Как маленькие актеры старинного провинциального театра, освобождающие сцену для главного действия, от Луны красиво и легко разбежались серебрянные облачка, и мир залил воздушный дрожащий свет ночи. Взволнованная нежными лучами, сине-бархатная глубина подалась, раздвинулась, засияла, наполнившись воздухом, словно огромная раковина.
Николай Николаевич долго смотрел на легкие звездочки в этом сияющем озере света, покоряясь его поднебесной красе и невинности, растворяясь в ней и в беспомощной немоте склоняя перед ней голову. Взгляд его становился все добрей и печальней. Потом он сказал:
– Мне одиноко... Вы знаете, что это такое?..
Она тягостно вдохнула, отведя взгляд.
Они помолчали, не мешая друг другу. В глубокой задумчивости он заговорил:
– Такая тоска и некуда податься. И дома сидеть плохо, и идти куда-то... не нужно. Только время провести... Вот жил я и вдруг увидел, что я совсем один, что я - стар. Знаете, что чувствует старый человек, как одинок он и заброшен, как не нужен никому... и даже своим детям...
– сказал он тихим и глубоким голосом. Сердце его задрожало. Он взял ее руку и поднес к своему лицу, и прижал к нему. Она не убрала ее. Глаза его медленно наполнились кроткими слезами.
Долго они сидели так, в темноте, печалясь, - в бездонной и несбыточной минуте понимания. И как все самое глубокое в жизни человека, эта минута прошла сквозь сердце и...
Он поднял голову и прошептал:
– Вот если бы вы...
– Что, я?
– Я имею в виду, вот если бы такая красавица, как вы...
– замирая повторил он и осторожно, тихо поцеловал ее ладонь.
– Да что?
– она ласково взглянула на него.
Николай Николаевич вздохнул:
– Мне бы такую подругу... Сколь бы я рад был!
...Минута прошла, и от нее остался дым.
"Старый хрыч!" - подумала она, а вслух сказала по-детски:
– Мы с вами друзья, ведь правда?
– помолчала, мечтательно взглянула в иссине- темное небо и протянула: - Максик тоже хороший друг... Я решила зажить самостоятельной жизнью, так он помог мне с квартирой, а теперь и с машиной!
– она захлопала в ладошки и звонко рассмеялась: - Я сама на машине буду кататься!
– Я давно Шустера знаю, очень культурный человек. А что он вам в помощь вошел, я не знал.
– Глаза Николая Николаевича стали тверже, и он новым взглядом посмотрел на собеседницу. "Никак ты обоих за нос водишь!" мелькнуло у него в голове. Удивительно, ведь ничего казалось бы доброго такие новости для него лично сулить не могли, однако же Николай Николаевич не то, чтобы обрадовался, но почему- то воодушевился.

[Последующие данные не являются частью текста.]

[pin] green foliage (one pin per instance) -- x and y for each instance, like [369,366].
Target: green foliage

Света как будто почувствовала его мысль, помолчала минутку и, переложив ногу на ногу, легко заметила:
– Лучше Максика друга нет, правда?
– Конечно это так...
– Николай Николаевич заерзал в кресле, - вам оно виднее, как говорится. Только я думаю, лучше иметь солидного друга. Может такой друг и не красавец, но зато в хорошем возрасте и на других заглядываться не будет.

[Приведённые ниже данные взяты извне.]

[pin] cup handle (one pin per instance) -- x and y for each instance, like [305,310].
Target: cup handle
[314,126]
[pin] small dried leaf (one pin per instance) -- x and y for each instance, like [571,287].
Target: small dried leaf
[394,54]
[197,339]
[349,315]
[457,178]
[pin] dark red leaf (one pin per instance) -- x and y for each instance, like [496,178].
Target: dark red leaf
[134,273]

– А что, Максик не очень надежный?
– Света наслаждалась ситуацией.
Николай Николаевич весь подобрался.
"Будешь топить или нет?" - с интересом подумала она.

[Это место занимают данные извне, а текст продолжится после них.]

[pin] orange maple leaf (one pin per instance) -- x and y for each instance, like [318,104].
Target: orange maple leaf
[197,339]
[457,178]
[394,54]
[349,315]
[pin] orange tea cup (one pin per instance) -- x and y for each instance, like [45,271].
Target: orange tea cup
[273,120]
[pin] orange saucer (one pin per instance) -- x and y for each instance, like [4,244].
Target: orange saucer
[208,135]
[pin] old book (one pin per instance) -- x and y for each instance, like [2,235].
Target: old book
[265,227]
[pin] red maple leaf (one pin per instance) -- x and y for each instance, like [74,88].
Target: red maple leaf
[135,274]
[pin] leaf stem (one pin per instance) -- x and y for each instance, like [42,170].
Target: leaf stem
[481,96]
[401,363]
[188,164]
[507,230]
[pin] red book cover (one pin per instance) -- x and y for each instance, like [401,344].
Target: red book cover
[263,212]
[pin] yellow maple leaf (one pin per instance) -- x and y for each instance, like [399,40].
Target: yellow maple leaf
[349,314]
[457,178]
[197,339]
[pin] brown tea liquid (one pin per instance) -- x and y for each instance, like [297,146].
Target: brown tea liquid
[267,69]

В принципе, он ничего против Шустера не имел. Пожалуй, ему нравилась хватка и особая юркость приятеля. Иногда ему даже льстило поговорить с ним о чем-нибудь этаком, о чем-нибудь умном в окружении своих знакомых. Но сейчас случай шел в руки. Николай Николаевич унял дрожь и зачем-то вгляделся в темное пространство веранды.
– Я, конечно, ничего не говорю, - не глядя на нее, начал он, - только был тут случай. Одна женщина из России приехала погостить, а потом захотела остаться. Туда-сюда, что делать? Никто ничего придумать не мог, как тут поможешь? А вот Шустер умно придумал: взяли они и поженились.